Consider $E: \mathcal P (X) \rightarrow \mathbb R \cup \{ \infty \}$ a functional (with a convex and dense domain, $E< +\infty$) over $\mathcal P(X)$ the set of probability measures of a metric compact space $X$.

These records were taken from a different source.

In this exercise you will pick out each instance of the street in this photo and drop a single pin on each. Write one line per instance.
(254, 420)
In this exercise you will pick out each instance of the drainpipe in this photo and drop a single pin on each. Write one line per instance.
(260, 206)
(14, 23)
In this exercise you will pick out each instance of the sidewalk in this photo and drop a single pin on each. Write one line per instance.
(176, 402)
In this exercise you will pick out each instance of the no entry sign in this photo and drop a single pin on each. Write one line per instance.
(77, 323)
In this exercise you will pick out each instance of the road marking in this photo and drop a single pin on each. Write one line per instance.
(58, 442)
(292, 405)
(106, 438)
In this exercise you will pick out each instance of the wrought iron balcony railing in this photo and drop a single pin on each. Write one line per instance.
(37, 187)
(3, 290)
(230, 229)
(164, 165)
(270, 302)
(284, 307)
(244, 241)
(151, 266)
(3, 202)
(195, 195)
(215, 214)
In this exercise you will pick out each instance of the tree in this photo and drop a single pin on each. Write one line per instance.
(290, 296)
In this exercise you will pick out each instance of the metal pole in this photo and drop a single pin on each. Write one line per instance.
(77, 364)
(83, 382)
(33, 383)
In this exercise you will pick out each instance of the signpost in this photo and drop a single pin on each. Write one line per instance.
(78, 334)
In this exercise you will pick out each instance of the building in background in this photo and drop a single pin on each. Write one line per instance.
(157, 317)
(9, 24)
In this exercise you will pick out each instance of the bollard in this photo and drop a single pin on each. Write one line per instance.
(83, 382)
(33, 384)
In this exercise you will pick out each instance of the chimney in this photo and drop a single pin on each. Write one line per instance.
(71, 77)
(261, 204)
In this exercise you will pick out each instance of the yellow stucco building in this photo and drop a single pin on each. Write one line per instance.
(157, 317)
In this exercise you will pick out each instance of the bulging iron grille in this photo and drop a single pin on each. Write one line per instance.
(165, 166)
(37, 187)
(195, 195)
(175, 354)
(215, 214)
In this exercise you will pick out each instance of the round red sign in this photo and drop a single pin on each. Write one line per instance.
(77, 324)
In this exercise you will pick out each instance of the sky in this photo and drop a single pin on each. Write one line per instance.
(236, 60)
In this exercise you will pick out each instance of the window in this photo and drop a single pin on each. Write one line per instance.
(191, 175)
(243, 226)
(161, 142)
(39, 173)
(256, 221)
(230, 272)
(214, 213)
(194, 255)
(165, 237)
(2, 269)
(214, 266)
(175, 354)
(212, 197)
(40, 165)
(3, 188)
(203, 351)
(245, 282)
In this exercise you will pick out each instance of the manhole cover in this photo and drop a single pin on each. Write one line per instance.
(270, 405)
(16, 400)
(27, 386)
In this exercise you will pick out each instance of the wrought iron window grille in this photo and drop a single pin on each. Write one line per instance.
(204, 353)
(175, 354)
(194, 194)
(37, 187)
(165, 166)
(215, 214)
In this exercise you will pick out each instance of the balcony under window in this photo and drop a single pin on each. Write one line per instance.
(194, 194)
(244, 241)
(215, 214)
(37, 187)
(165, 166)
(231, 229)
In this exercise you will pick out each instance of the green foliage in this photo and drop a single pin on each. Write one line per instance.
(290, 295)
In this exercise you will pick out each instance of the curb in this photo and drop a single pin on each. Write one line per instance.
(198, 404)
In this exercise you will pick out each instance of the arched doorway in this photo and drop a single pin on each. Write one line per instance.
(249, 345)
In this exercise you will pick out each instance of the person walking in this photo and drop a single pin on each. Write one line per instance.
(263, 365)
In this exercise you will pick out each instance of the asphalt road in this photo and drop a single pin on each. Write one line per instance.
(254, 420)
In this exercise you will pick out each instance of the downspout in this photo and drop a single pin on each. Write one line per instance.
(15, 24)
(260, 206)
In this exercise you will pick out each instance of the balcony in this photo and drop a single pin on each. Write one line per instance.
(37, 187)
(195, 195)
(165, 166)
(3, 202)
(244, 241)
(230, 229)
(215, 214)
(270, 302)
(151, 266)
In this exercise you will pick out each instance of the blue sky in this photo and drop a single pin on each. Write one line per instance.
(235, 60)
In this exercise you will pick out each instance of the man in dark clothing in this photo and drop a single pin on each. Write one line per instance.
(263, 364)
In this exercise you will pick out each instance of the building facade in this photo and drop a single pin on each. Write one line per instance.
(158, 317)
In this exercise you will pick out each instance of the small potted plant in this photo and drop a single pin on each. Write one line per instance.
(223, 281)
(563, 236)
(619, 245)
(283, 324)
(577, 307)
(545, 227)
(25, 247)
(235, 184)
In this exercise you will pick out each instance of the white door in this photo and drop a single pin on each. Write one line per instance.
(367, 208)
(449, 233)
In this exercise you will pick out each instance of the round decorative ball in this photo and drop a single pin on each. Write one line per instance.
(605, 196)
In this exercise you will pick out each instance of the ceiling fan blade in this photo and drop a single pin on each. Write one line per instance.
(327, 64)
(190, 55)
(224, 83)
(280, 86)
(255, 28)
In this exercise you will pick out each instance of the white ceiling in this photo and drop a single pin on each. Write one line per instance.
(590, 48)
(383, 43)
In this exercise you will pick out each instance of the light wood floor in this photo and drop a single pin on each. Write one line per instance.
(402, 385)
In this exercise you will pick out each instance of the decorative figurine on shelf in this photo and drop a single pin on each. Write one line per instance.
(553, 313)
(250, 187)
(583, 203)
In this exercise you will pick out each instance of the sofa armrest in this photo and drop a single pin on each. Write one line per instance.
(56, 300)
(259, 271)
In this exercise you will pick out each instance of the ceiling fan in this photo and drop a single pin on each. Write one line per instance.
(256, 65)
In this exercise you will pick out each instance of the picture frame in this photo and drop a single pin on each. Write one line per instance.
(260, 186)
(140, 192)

Then consider the minimisation problem $\underset{m \in \mathcal P(X) }{\inf} E[m] $
Suppose that there is a $\widetilde m \in \mathcal P(X)$ solves the minimisation problem and that $E$ is differentiable in $\widetilde m$ is the sense that there is a function $\frac{\delta E}{\delta m}[\widetilde m]$ such that for all $m$ in the domain of $E$
$$ 0 \leq \lim_{\epsilon \rightarrow 0^+} \frac{E[\widetilde m + \epsilon (m-\widetilde m)]-E[\widetilde m]}{\epsilon}\leq \int_X \frac{\delta E}{\delta m}[\widetilde m] ~d(m -\widetilde m)$$
Then we have for all $m$ in the domain of $E$ $$ \int_X \frac{\delta E}{\delta m}[\widetilde m] ~d \widetilde m \leq \int_X \frac{\delta E}{\delta m}[\widetilde m] ~dm .$$
How to conclude that $\widetilde m$ is concentrated on $(\arg \min \frac{\delta E}{\delta m}[\widetilde m]) $?
Here is my idea. Since $$ \int_X \frac{\delta E}{\delta m}[\widetilde m] ~d \widetilde m \leq \int_X \frac{\delta E}{\delta m}[\widetilde m] ~dm $$
folows for any $m$ so by taking $m(x) = \begin{cases} 1, ~\text{if } x = \arg \min \frac{\delta E}{\delta m} [\widetilde m]\\ 0, \text{otherwise}\end{cases}$
we have
$$ \int_X \frac{\delta E}{\delta m}[\widetilde m] ~d \widetilde m \leq \arg \min \frac{\delta E}{\delta m} [\widetilde m]$$
but $$ \arg \min \frac{\delta E}{\delta m} [\widetilde m]\leq \int_X \frac{\delta E}{\delta m}[\widetilde m] ~d \widetilde m \leq \arg \max \frac{\delta E}{\delta m} [\widetilde m]$$
therefore
$$ \int_X \frac{\delta E}{\delta m}[\widetilde m] ~d \widetilde m = \arg \min \frac{\delta E}{\delta m} [\widetilde m]$$
and so $\widetilde{m}(x) = \begin{cases} 1, ~\text{if } x = \arg \min > \frac{\delta E}{\delta m} [\widetilde m]\\ 0, > \text{otherwise}\end{cases}$
Many thanks